Or it’s still really the stupid economy. Take your pick, but the latest Associated Press/NORC poll shows that voter focus on personal economics as their midterm criterion has grown faster than the inflation that’s driving it. Inflation concerns gave risen from “less than 1%” a year ago to the top of the list, and personal finances are right behind on the priority list:

Concerns about inflation and personal finances have surged while COVID has evaporated as a top issue for Americans, a new poll shows, marking an upheaval in priorities just months before critical midterm elections.

Forty percent of U.S. adults specifically name inflation in an open-ended question as one of up to five priorities for the government to work on in the next year, according to a June poll from The Associated Press-NORC Center for Public Affairs Research. That’s a sharp rise from 14% in December and less than 1% the year prior. Seventy-seven percent mention the economy in any way, up from 68% in December.

Now, too, Americans increasingly call their personal finances a major issue: 44% mention it, up from 24% in December and 12% the year before. That includes more mentioning gas or energy prices (33% now vs. 10% in December) and food costs (9% vs. less than 1%).

After noting that “these shifts may be advantageous to Republicans,” the AP then tries to buffer that bad news with data on abortion. Mentions of abortion as a priority did rise from 8% in December to 22% in the latest iteration, but that’s well below the mentions of economic factors. It’s not clear whether any data exists to show the issue of abortion changing voter choices or even making some voters more likely to turn out.

This graphic shows that even with the increase, abortion still comes near the bottom of concerns, even while giving respondents five choices to select:

Abortion mentions did increase by 14 points, but personal finances increased by 20 points in the same period. Inflation mentions increased by 28 points. Which issues look more urgent and dynamic in the electorate — especially given the momentary reaction to Dobbs versus the daily lived experience of inflation and eroding buying power? To answer that, look at where the economic issues land on this chart and note that no other issue got to 40% on the previous AP/NORC poll — not even COVID-19 in the middle of the Omicron wave.

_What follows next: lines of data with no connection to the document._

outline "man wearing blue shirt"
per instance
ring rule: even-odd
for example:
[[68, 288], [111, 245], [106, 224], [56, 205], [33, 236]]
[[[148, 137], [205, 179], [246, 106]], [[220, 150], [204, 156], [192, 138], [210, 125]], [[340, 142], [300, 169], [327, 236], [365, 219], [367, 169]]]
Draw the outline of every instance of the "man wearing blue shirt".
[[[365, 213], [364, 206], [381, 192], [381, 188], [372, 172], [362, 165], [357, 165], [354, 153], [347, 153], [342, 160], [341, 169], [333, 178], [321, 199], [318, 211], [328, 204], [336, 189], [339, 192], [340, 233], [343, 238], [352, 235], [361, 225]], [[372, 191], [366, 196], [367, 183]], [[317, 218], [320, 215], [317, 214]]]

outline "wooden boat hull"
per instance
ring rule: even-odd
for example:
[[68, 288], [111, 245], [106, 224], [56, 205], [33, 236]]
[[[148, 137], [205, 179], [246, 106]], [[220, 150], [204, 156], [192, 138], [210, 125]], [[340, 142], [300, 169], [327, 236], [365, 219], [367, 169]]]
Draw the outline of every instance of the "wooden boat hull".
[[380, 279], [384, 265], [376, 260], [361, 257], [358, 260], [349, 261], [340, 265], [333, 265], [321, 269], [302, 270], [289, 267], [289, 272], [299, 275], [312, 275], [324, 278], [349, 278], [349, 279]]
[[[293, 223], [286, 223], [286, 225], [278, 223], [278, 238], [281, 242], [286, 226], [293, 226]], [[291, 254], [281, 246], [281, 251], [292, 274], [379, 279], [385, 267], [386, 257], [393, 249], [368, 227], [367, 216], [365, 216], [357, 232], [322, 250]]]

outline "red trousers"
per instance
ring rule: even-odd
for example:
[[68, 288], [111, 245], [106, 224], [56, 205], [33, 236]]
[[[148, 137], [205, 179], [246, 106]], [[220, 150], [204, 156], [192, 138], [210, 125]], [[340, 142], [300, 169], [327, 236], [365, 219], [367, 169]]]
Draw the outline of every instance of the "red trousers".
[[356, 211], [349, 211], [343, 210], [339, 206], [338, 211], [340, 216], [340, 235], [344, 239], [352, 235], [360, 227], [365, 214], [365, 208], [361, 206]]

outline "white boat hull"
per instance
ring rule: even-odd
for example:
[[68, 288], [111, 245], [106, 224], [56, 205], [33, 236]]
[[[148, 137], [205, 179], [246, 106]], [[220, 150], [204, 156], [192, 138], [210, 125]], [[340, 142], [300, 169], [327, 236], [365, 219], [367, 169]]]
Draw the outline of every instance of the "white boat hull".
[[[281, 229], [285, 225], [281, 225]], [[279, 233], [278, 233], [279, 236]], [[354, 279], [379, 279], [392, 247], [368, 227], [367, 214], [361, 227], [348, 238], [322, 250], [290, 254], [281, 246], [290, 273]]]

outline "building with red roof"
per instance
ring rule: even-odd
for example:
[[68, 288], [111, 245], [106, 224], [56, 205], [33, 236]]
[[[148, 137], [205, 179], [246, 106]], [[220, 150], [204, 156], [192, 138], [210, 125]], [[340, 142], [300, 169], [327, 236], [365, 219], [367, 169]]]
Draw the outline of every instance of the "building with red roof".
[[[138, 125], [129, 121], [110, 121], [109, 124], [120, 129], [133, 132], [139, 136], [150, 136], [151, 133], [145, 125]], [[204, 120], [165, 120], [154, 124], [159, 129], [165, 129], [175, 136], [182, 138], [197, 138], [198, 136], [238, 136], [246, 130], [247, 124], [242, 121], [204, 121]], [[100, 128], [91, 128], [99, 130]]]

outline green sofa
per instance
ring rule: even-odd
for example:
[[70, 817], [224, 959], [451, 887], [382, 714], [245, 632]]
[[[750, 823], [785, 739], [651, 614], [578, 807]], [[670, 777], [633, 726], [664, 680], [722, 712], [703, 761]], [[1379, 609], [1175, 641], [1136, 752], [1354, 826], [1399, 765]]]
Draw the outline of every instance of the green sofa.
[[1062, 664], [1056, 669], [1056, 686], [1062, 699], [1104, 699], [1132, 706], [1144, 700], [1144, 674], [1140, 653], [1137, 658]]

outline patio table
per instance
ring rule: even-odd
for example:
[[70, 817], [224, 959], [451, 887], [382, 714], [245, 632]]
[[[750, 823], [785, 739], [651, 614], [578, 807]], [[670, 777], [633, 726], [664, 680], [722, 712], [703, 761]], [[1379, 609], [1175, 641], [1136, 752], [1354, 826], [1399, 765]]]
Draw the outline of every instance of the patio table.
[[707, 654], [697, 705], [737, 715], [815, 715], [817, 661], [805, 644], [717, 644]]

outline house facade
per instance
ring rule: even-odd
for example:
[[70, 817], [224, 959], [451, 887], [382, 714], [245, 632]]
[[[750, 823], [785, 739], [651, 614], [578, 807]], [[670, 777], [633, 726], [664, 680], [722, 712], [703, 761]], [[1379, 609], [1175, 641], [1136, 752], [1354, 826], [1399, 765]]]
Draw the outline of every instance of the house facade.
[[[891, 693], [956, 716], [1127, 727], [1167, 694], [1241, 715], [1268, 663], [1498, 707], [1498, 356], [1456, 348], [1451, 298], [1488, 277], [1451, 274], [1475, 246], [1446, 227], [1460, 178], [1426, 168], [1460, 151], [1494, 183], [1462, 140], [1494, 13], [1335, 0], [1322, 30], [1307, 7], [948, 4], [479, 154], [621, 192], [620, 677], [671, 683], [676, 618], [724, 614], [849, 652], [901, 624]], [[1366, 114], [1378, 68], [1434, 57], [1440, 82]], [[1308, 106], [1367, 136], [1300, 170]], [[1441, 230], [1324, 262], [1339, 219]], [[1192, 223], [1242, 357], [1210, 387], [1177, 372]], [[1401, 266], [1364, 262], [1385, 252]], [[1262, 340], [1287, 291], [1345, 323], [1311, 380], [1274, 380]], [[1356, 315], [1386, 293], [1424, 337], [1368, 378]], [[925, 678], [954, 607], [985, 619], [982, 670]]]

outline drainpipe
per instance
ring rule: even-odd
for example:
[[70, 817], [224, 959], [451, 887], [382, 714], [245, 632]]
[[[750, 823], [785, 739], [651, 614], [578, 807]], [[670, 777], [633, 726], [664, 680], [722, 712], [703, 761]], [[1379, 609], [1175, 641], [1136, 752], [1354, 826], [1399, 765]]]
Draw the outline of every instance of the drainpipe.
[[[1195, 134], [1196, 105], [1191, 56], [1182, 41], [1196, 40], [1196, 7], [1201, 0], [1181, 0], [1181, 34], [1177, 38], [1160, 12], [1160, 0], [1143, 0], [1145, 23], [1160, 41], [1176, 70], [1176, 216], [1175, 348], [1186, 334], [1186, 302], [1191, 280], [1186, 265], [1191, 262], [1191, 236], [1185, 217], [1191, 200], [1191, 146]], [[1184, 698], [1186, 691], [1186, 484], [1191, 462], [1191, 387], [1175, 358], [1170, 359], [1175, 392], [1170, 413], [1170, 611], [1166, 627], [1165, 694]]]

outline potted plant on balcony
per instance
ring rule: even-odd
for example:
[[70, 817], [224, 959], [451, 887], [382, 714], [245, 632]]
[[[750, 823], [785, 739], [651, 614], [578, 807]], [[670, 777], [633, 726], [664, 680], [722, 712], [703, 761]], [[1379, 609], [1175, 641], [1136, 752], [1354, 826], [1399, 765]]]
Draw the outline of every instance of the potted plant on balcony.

Let’s also not forget that James Carville’s famous electoral admonition that “it’s the economy, stupid” was intended as an evergreen observation on elections. Even in good times, Americans tend to focus on their personal finances as a filter for their voting choices, an instinctual more than intellectual process that automatically tends to discount issues like climate change and foreign policy. To get voters to care about those issues as a primary voting motive, advocates usually have to sell their economic benefits. When the economic environment turns this sour, the economy is practically the only issue on which voters will decide. Until the economic conditions improve enough to stop the erosion of working- and middle-class buying power and shortages come to an end, inflation and other economic concerns will eclipse everything else, perhaps even for the activists.

We saw the same dynamics in the latest Reuters polling as well. That poll only allowed one answer pre respondent and didn’t mention abortion, but a third of respondents picked the economy as the top issue — coming in first among Democrats (24%) as well as Republicans (42%). The second highest priority overall and in both parties was crime, which got 11% overall. Among Democrats, that tied with the environment at 10%, but it again demonstrates the power of daily lived experience against ideological agendas when it comes to voter choice.

If there’s any debate over how these numbers play out in this midterm cycle, another AP story from late yesterday should put it to rest. In a follow-up of a similar story last week, the AP reports that we’re looking at a major realignment, especially in the suburbs:

A political shift is beginning to take hold across the U.S. as tens of thousands of suburban voters who helped fuel the Democratic Party’s gains in recent years are becoming Republicans.

Across 31 states, about two-thirds of voters who have switched their official party registrations in the past year have switched to the Republican Party, according to voter registration data analyzed by The Associated Press. The phenomenon is playing out in virtually every region of the country — Democratic and Republican states along with cities and small towns — in the period since President Joe Biden replaced former President Donald Trump.

Nowhere is the shift more pronounced — and dangerous for Democrats — than in the suburbs. Over the last year, far more people are switching to the GOP across suburban counties from Denver to Pittsburgh. Republicans also gained ground in counties around medium-size cities such as Harrisburg, Pennsylvania; Raleigh, North Carolina; and Des Moines, Iowa.

I’ve mentioned from time to time the two big risks of single-party governance — overreach and incompetence. We’ve seen both in large quantities from Joe Biden and his party over the past seventeen months, especially the latter in terms of economic and energy policy but also in terms of setting realistic expectations. The massive disillusionment of Biden The Centrist Uniter with suburban voters as well as all of the other incompetencies in the Oval Office thus far in Biden’s presidency makes this more of a realignment than a reaction now. And since Republicans won’t run the risks of single-party governance for at least another two years, this kind of realignment may continue right through the 2024 election and beyond.